The Bombay High Court Monday rejected actor Salman Khan’s application to summon singer Kamaal Khan as a witness in the 2002 hit-and-run case. The court observed that this was not a case where the matter could not be disposed of without recording the evidence of Kamaal Khan.
Justice A R Joshi is hearing the actor’s appeal against the five-year conviction by a sessions court, daily. He said, “It is the considered view of the court that there is nothing in this application for summoning Kamaal Khan and recording his evidence” while saying that Kamaal was in the car when Salman left his apartment till the time of the accident.
He, however, said that it was not as if a “just” judgment could not be delivered in the appeal without Kamaal Khan’s evidence. “The aspect of non-examination of a material witness will be dealt with later during the conclusion of argument.

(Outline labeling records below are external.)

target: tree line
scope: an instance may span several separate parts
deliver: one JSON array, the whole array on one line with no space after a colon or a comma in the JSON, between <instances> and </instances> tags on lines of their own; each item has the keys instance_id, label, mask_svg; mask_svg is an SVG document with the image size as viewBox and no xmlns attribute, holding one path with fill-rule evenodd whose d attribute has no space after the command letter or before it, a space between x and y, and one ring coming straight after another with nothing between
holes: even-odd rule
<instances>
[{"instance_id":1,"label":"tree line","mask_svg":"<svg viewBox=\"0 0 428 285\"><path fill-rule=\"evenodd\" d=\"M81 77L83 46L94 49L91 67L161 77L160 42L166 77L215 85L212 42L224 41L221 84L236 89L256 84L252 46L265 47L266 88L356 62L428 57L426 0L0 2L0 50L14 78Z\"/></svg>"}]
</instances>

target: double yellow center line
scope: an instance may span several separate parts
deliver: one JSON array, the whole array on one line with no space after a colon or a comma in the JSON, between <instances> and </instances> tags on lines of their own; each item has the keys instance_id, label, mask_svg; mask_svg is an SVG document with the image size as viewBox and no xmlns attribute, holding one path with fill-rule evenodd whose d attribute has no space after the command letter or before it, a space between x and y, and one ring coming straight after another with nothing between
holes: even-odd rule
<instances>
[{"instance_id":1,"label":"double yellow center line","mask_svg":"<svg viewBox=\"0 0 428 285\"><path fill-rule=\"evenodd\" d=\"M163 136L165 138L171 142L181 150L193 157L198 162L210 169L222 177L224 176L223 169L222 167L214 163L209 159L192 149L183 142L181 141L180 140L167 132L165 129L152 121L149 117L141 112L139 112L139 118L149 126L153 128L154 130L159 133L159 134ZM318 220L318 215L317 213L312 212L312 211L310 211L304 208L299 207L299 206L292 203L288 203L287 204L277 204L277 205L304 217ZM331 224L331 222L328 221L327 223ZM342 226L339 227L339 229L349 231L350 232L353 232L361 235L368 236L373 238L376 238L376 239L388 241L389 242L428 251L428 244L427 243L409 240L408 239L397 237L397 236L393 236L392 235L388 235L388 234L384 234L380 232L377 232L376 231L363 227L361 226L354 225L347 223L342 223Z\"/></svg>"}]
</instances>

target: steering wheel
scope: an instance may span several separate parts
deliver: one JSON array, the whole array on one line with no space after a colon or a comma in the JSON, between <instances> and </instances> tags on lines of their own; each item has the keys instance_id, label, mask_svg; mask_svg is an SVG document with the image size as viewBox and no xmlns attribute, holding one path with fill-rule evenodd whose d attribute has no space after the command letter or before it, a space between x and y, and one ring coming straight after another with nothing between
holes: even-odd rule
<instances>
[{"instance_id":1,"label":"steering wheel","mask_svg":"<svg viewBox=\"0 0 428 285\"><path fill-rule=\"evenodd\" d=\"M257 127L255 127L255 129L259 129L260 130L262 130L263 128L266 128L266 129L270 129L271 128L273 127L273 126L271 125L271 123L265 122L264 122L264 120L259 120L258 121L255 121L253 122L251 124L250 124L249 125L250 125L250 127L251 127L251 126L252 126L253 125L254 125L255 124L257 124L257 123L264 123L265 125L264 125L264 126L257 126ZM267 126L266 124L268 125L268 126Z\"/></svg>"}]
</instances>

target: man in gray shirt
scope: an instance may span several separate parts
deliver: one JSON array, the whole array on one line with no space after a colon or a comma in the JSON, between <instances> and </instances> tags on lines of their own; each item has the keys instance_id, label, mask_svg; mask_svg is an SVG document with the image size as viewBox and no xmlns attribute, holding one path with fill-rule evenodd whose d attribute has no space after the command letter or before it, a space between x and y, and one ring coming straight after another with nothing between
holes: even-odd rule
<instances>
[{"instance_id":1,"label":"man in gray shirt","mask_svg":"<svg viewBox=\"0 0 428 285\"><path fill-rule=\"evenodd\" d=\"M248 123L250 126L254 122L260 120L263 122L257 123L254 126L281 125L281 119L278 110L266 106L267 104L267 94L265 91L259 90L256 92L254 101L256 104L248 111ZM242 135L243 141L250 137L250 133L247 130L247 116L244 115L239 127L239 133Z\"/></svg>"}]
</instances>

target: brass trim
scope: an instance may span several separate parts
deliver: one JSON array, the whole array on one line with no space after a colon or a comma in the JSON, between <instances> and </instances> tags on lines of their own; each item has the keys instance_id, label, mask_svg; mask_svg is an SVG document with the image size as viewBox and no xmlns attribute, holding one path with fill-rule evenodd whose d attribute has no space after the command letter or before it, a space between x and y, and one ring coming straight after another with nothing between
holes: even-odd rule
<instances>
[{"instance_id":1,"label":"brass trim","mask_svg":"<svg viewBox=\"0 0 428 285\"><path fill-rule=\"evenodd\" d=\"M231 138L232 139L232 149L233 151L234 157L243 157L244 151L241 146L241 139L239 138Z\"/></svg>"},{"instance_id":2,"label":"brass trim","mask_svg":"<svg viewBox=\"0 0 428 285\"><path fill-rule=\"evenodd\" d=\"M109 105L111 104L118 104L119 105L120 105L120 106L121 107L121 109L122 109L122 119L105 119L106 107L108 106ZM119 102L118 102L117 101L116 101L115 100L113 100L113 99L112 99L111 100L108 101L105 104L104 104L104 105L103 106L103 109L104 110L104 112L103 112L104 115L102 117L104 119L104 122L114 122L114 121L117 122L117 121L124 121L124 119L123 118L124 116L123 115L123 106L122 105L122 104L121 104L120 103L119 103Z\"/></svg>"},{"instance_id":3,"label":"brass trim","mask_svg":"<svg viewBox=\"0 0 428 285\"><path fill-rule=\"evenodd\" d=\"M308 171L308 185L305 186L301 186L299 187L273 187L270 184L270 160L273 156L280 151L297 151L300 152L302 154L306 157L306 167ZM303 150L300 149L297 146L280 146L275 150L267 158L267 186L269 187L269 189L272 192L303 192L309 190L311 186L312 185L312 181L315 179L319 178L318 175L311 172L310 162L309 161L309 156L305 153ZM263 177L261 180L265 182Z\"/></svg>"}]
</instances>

But this is not a case which without the evidence of Kamaal Khan cannot be disposed of,” said Justice Joshi.
However, Joshi said that the evidence of defence witness Ashok Singh could be considered even if it had been rejected by the trail court.
Salman Khan through his counsel, senior lawyer Amit Desai, had filed an application in HC on November 16 this year, urging that the court issue directions to summon Kamaal Khan.

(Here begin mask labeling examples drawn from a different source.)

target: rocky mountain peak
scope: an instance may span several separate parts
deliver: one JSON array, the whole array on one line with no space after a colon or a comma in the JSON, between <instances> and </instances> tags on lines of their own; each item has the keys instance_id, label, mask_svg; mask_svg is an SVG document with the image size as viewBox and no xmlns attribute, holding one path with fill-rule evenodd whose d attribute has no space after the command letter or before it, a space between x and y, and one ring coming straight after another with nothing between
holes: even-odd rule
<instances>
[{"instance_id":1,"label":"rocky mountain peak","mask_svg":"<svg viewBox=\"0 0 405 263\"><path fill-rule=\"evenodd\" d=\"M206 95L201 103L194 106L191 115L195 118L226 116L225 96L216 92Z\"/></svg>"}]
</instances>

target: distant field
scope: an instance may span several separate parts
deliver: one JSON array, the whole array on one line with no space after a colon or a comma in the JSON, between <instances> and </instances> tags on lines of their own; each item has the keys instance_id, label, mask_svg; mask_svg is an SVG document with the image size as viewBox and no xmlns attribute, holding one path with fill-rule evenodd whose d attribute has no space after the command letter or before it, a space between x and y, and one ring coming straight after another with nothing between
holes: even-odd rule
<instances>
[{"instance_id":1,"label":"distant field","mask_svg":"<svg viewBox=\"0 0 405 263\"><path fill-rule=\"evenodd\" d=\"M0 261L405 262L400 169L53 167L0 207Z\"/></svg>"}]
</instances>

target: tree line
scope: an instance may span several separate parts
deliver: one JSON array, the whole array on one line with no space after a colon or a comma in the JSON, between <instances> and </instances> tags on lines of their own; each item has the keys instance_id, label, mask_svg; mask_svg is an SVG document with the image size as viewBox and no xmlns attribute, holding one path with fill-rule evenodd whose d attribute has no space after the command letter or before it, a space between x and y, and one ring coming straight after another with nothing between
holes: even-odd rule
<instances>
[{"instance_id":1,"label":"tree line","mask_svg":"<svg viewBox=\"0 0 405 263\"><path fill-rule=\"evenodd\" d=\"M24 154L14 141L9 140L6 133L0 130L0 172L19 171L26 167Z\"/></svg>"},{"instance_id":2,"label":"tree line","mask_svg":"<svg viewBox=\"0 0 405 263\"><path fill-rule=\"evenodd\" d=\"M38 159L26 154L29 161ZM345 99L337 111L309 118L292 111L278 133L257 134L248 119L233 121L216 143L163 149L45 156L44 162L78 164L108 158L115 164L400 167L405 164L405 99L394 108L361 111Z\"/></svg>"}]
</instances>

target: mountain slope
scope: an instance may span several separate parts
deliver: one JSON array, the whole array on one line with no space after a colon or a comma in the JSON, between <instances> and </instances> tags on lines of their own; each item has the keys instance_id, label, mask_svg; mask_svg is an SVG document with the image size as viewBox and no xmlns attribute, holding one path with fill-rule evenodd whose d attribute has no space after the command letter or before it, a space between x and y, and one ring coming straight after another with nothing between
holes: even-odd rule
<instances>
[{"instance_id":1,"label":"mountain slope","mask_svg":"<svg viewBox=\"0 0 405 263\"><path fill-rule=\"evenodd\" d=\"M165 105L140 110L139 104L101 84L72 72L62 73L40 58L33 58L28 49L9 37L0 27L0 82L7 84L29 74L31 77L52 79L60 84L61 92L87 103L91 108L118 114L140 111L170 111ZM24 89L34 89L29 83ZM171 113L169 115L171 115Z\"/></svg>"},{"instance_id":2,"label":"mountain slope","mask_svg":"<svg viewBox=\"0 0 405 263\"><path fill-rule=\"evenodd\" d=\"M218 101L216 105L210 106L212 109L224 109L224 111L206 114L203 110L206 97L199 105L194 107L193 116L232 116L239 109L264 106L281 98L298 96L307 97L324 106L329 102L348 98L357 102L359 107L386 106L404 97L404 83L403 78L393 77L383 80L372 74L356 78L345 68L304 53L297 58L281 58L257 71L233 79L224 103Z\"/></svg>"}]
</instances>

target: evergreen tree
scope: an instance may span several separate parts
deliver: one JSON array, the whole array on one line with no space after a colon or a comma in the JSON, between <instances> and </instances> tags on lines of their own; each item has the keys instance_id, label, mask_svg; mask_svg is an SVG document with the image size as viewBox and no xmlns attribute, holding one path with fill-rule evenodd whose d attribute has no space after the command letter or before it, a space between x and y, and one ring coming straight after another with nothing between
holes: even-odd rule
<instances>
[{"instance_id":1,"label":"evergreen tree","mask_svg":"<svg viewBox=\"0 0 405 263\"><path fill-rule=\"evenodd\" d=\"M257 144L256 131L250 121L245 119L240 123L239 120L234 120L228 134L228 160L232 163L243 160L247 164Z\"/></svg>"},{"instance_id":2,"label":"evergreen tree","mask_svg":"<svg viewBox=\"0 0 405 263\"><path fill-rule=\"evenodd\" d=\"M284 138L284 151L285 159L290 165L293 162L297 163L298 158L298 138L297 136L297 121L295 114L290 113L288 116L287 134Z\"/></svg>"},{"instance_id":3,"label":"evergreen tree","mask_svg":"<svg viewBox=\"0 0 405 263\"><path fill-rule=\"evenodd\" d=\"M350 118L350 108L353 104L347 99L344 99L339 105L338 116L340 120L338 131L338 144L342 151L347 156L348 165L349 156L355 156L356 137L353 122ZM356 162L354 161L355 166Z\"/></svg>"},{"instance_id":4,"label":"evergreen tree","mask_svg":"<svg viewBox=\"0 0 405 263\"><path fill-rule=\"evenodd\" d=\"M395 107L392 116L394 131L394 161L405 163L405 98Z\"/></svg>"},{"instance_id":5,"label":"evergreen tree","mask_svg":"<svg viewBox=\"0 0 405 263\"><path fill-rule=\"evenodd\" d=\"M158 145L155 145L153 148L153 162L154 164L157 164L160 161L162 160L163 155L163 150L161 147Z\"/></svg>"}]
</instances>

In his application, advocate Desai had urged the HC to invoke its powers under section 391 of the Criminal Procedure Code (appellate court may take further evidence or direct it to be taken) to summon Kamaal Khan as a witness for additional evidence in the case. Desai had said that ignoring Kamaal Khan’s evidence would cause “enormous prejudice” to his client.
Desai had also argued that the sessions court ought to have summoned Kamaal by exercising powers under Section 311, CrPC (power to summon material witness, or examine person present), after it had rubbished evidence of Salman Khan’s driver Ashok Singh, claiming he was driving the car.
The court held that the primary object of Section-391 was “prevention of guilty man’s escape through ignorant proceedings before the court. But an innocent person should not be wrongly convicted”, pointing out that deciding on this issue was the discretion of the court.
Special Public Prosecutor Sandeep Shinde, meanwhile, had argued that the defence’s application had come way too late. Shinde had added that the evidence of the prosecution before the sessions court was sufficient to hold Salman guilty for offences he has been charged under and that the application was malafide and belated.